We don’t really want people to come to us specifically for a short-term financial incentive in mind, as this can cause problems. In our case, many people who came naturally were interested in distributed computing in general and our project in particular. They like the project, they like the idea of trying to create a competitor to Google, and they don’t like monopolies.
They found that the administration of the project, the way we work, the direction in which we are trying to move, and the feedback that we give to them is good; so it’s worth sticking around. This is really how we retain the people who are taking part in this project.
Eric Enge: How many participants do you have?
Alex Chudnovsky: Today we have more than 100 active participants. However, if you look in terms of computers, we have about 150 machines crawling the Internet and analyzing data from different locations in the world.
Eric Enge: How do you get the service to perform acceptably well?
Alex Chudnovsky: That was very difficult. Let me just tell you what you can do in our index. First, you can search for the exact URL and they give you a quick answer. Or you can search for a domain by typing the domain name. Say you typed google.com, in this case, we would have search results showing top URLs from that site with some basic statistics, such as how many referring backlinks are internal or external.
How many referring domains it has is also something we show, but something Yahoo does not. I think our competition wants money to show this information, but we show it for free. A lot of effort was put into the design of the index to make sure that it can scale to the number of URLs that Google and Yahoo have.

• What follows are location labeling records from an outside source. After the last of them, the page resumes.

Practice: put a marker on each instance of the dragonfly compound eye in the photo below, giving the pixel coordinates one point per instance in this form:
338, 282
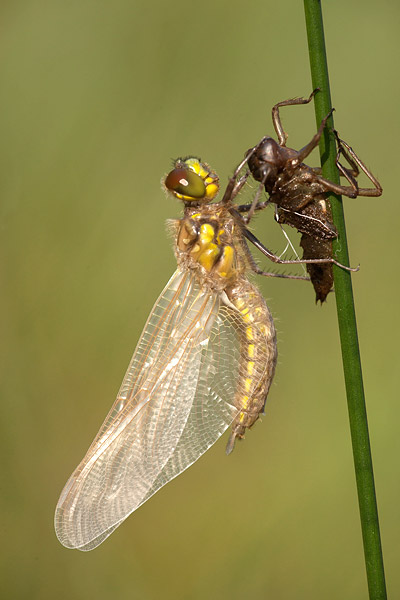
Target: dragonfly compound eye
185, 184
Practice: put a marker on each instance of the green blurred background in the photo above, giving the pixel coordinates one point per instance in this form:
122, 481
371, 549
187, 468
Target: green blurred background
97, 97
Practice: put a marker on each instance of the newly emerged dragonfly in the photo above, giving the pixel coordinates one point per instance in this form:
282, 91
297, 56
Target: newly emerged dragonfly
300, 192
205, 360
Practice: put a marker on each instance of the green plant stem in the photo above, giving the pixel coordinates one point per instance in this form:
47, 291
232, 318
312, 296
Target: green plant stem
346, 317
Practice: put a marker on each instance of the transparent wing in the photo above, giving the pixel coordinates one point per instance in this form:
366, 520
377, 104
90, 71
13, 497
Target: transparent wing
176, 400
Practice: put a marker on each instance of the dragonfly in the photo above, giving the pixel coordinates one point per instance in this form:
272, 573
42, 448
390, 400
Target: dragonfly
205, 361
300, 193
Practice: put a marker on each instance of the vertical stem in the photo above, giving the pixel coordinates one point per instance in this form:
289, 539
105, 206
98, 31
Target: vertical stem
346, 317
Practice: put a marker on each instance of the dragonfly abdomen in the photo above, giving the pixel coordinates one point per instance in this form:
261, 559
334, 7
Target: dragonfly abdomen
258, 356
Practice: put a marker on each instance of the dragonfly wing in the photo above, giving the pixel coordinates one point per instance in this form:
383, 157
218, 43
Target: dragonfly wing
175, 401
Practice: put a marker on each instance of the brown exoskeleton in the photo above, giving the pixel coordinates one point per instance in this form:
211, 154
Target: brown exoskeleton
300, 192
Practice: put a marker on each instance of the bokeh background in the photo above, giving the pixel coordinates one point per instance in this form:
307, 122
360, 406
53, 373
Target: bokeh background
97, 97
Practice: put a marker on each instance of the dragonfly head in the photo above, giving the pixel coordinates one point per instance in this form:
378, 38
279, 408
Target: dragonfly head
192, 181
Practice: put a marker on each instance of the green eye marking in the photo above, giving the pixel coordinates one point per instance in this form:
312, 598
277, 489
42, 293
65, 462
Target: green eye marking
185, 182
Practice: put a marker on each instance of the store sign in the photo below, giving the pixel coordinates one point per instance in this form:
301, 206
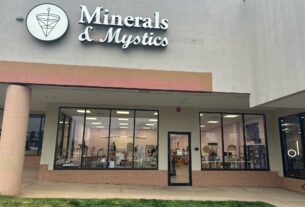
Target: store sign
117, 26
47, 22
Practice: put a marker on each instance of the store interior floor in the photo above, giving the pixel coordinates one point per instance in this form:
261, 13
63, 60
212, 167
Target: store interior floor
33, 188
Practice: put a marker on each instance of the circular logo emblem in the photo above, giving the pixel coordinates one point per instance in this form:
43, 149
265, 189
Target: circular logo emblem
47, 22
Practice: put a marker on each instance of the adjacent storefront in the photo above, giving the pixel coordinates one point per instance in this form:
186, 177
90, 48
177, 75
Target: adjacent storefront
154, 95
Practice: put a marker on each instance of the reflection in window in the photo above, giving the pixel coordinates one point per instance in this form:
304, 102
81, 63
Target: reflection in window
121, 139
146, 134
1, 118
255, 142
222, 141
96, 139
291, 129
34, 135
85, 141
70, 138
233, 141
211, 141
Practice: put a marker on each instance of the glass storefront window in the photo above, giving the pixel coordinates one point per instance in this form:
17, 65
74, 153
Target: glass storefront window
146, 138
233, 141
1, 117
211, 141
292, 135
121, 139
70, 146
255, 142
34, 135
106, 138
96, 139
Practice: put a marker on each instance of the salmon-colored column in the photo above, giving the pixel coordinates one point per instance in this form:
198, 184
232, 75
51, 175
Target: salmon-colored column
13, 138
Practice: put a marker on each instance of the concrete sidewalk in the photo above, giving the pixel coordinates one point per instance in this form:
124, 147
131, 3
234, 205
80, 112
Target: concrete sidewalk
36, 189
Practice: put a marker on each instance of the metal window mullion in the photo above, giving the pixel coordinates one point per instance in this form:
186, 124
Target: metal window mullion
109, 134
222, 140
62, 135
83, 140
302, 122
134, 132
68, 139
40, 137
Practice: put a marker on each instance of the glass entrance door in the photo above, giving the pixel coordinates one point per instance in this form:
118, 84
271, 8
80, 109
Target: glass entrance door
179, 158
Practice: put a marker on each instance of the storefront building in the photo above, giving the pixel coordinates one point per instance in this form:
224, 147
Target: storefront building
198, 93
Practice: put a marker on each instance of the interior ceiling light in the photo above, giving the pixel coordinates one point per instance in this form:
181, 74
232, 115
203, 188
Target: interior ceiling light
82, 111
122, 112
100, 127
287, 124
231, 116
91, 118
123, 119
213, 122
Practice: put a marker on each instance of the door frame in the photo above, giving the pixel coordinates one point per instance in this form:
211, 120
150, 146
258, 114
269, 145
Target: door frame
190, 158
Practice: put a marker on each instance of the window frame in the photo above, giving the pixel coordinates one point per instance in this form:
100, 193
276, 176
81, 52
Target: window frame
244, 139
42, 119
1, 109
110, 110
284, 145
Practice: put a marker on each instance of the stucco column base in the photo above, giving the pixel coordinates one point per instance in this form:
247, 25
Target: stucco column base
13, 138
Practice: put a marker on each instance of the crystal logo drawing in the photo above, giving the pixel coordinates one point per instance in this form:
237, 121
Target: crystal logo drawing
47, 22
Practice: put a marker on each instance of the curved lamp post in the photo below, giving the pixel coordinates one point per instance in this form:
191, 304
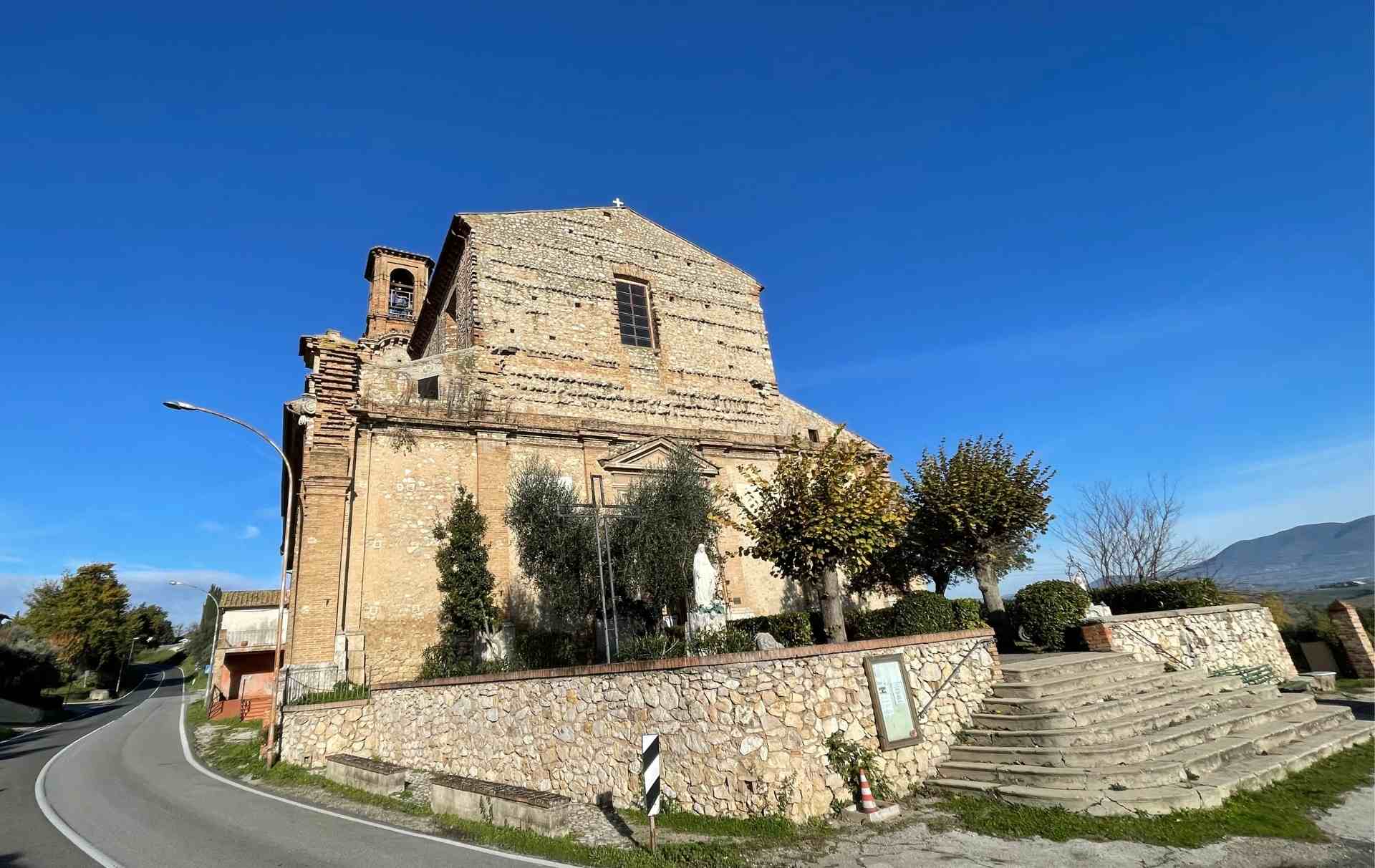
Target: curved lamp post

Eric Enge: You must need some powerful hardware.
Alex Chudnovsky: It does use fairly powerful hardware.
Eric Enge: How many servers do you have that are involved in this process?
Alex Chudnovsky: One part is the crawling and analysis stuff, which is done by a distributed crawler. That is around 150 machines. Now not all of these computers run 24/7, but many do and they do a big chunk of work. We have a lot of hardware involved; but because of the way we did it, we don’t need to have this hardware on the premises.
These computers will do the analyses, the crawl and they will send the data back to the central servers. The servers also do quite a lot of work, but we don’t need that many. We have less than 10 servers that do the final processing and searching at the moment.
Eric Enge: Thanks a lot, Alex!
Alex Chudnovsky: Thank you very much, Eric!